What we’re looking for
We are looking for an engineer with experience in building massively large-scale distributed systems, to boost Cabify to the next level. Ideally:
· At least 4 years tenure in coding and delivering complex software projects
· Fluent in different programming languages (we work with Python, Scala and Go)
· Experience with message delivery systems and streaming processing (Kafka,
RabbitMQ, Akka streams, Apache Beam...)
· Good understanding and application of modern data processing technology stacks
and distributed processing (Hadoop, Spark, Apache Beam, Apache Flink...)
· Deep understanding of different storage technologies (file-based, relational,
columnar, document-based, key-value...)
· Experience with orchestration tools such as Airflow, Luigi or Dagster.
· Be familiar with machine learning, specially with its lifecycle (features, models,
training & evaluation processes, productionizing)
· Experience with cloud infrastructures (GCP, AWS, Azure)
· Be comfortable with automation/IaC tools (Terraform, Puppet, Ansible...)
o Experience with Google Cloud BigData products (PubSub, Dataflow, BigTable, BigQuery...)
o Experience with Kubernetes.
o Experience with Apache Beam and Scio.
The good stuff:
We’re a company full of happy, motivated people and we never want that to change. Here are some more reasons why it rocks to be part of our family.
· Excellent Salary conditions: L4: 45k - 65k
· We also offer a very competitive stock options plan.
· Recharge day: Every 3rd Friday monthly off!

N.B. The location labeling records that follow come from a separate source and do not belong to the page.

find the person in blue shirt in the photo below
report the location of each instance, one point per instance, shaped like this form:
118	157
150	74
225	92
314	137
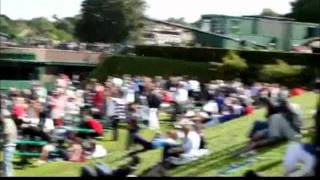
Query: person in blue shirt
157	142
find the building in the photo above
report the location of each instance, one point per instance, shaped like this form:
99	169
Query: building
158	32
36	64
273	32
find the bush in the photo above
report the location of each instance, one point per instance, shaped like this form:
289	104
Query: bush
282	73
233	66
136	65
216	54
24	56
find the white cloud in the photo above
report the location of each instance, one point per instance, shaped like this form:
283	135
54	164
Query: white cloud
160	9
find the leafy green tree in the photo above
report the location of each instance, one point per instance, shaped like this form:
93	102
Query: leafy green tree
269	12
41	25
110	21
180	21
5	24
306	10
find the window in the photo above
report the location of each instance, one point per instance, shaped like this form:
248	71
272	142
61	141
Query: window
235	26
216	26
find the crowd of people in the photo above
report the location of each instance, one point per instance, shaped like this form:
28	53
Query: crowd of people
53	116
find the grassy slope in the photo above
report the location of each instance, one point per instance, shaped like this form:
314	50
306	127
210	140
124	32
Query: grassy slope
222	141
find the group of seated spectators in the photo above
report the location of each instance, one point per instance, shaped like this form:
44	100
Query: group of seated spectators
53	116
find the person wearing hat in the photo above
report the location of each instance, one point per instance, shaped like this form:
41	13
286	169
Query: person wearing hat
10	138
282	125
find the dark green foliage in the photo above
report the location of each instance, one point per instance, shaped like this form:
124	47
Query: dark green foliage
110	21
217	54
306	11
24	56
233	66
38	28
134	65
281	73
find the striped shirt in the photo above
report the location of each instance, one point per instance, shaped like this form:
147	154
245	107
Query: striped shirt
117	108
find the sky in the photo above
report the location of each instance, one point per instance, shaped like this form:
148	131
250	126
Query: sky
191	10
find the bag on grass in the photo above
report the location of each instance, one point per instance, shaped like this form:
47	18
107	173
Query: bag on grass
87	171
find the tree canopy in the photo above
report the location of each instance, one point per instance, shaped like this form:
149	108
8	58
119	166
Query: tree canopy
109	21
38	28
269	12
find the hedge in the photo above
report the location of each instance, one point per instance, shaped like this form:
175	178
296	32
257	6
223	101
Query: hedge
22	56
150	66
216	54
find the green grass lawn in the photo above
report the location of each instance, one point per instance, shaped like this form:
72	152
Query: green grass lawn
222	141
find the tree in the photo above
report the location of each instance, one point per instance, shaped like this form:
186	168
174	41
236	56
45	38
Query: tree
269	12
109	21
305	10
177	21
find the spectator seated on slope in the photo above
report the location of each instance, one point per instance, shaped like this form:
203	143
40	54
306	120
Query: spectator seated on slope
300	153
190	149
91	123
158	142
281	126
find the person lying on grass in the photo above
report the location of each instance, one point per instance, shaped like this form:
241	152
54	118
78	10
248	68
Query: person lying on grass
303	154
170	139
190	147
74	152
284	123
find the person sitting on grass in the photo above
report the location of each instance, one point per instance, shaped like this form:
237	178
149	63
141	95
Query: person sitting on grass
74	152
300	153
93	124
303	153
157	142
189	150
284	124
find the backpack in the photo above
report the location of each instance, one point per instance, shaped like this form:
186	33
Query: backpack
87	171
103	170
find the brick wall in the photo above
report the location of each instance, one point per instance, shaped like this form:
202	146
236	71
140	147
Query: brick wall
53	55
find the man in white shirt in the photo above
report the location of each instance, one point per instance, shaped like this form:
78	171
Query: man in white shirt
300	153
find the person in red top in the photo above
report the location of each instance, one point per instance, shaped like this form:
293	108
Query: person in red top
18	109
296	91
92	123
249	110
99	99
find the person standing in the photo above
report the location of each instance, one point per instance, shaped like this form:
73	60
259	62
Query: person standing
10	138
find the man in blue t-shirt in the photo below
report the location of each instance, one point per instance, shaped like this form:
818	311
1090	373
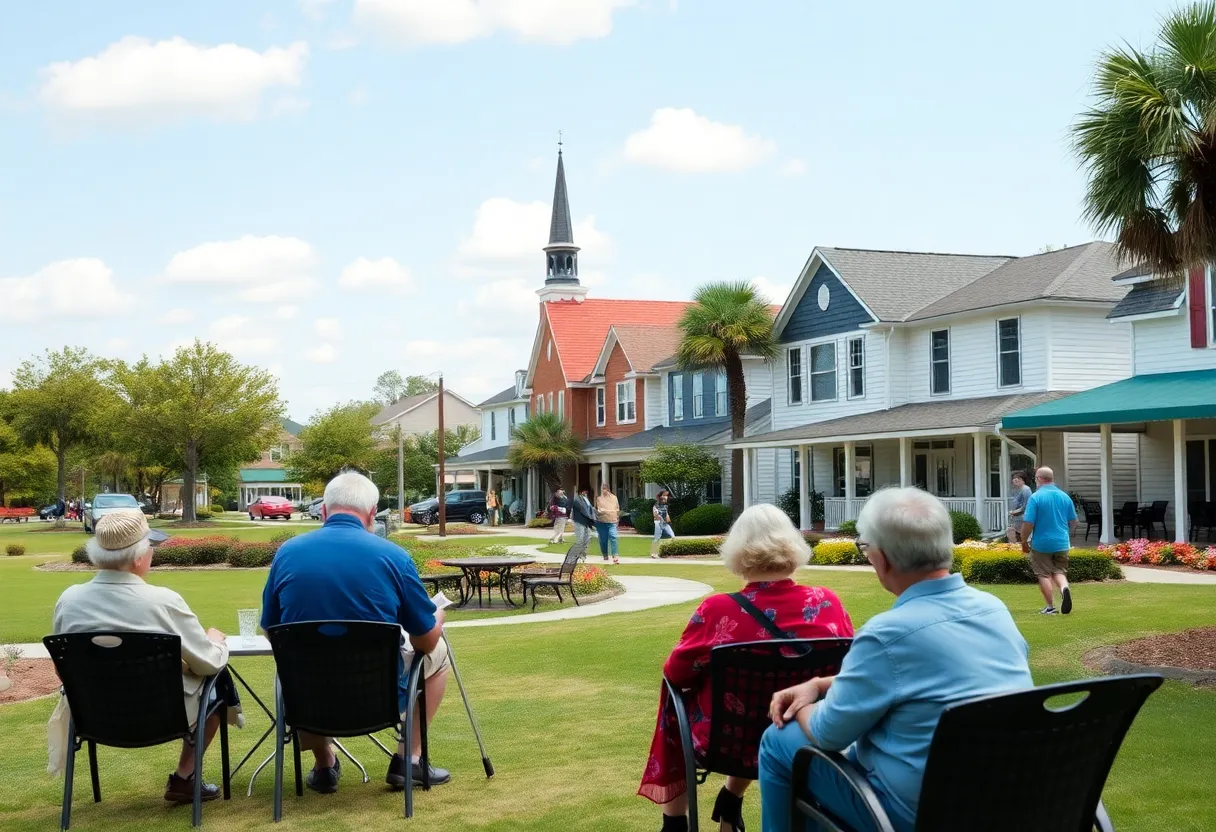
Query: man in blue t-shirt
1047	530
343	572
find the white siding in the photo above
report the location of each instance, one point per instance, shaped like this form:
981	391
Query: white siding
1163	344
1087	349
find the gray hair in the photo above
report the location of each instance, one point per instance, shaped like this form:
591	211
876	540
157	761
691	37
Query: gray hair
116	558
353	492
910	527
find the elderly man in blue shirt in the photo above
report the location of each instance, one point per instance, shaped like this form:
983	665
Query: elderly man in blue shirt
941	642
344	572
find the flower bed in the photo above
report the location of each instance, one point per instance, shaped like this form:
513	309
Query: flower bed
1161	552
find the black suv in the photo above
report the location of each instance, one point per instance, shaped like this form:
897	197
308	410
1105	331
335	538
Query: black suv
457	506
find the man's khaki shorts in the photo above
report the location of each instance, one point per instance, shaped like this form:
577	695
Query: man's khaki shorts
1046	565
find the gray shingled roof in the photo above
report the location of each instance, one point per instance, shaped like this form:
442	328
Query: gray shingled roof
945	415
895	285
1147	298
1081	273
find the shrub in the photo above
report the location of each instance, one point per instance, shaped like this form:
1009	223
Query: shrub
966	527
710	518
690	547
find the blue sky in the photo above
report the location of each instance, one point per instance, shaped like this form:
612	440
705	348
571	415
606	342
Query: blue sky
336	187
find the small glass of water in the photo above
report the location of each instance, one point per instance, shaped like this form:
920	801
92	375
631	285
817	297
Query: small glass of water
248	619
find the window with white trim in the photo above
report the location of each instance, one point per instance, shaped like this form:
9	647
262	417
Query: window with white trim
1008	348
856	367
823	387
795	375
626	402
939	361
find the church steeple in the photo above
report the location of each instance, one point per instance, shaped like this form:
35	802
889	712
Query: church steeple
561	253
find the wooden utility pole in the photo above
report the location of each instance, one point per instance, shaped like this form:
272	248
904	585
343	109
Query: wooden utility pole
443	477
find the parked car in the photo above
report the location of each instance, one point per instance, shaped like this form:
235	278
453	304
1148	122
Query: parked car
265	507
106	504
459	506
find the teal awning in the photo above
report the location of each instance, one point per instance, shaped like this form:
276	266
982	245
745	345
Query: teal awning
1155	398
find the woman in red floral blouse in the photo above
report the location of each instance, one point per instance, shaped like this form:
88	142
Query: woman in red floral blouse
765	550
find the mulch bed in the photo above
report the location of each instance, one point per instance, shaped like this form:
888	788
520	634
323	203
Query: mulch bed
32	679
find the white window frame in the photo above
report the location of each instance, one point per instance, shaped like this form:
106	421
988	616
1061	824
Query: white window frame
856	366
811	374
1000	382
950	363
794	355
626	405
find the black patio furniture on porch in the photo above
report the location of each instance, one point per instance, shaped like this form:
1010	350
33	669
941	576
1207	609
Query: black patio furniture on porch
1034	759
101	673
746	675
341	679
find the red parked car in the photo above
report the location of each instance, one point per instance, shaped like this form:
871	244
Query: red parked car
265	507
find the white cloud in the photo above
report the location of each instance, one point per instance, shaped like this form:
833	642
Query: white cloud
241	260
384	274
412	22
82	287
140	80
681	140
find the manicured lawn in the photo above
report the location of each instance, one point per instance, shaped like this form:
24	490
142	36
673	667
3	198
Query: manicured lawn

· Remote position, our HQ is located in Madrid, on-site position is also available for this role.
· Regular team events.
· Cabify staff free rides.
· Personal development programs based on our career paths.
· Annual budget for training.
· Flexible compensation plan: Restaurant tickets, transport tickets, healthcare and childcare
· All the equipment you need (you only have to bring your talent).
· A pet room ,so you don’t have to leave your furry friend at hom
· And last but not least...free coffee and fruit!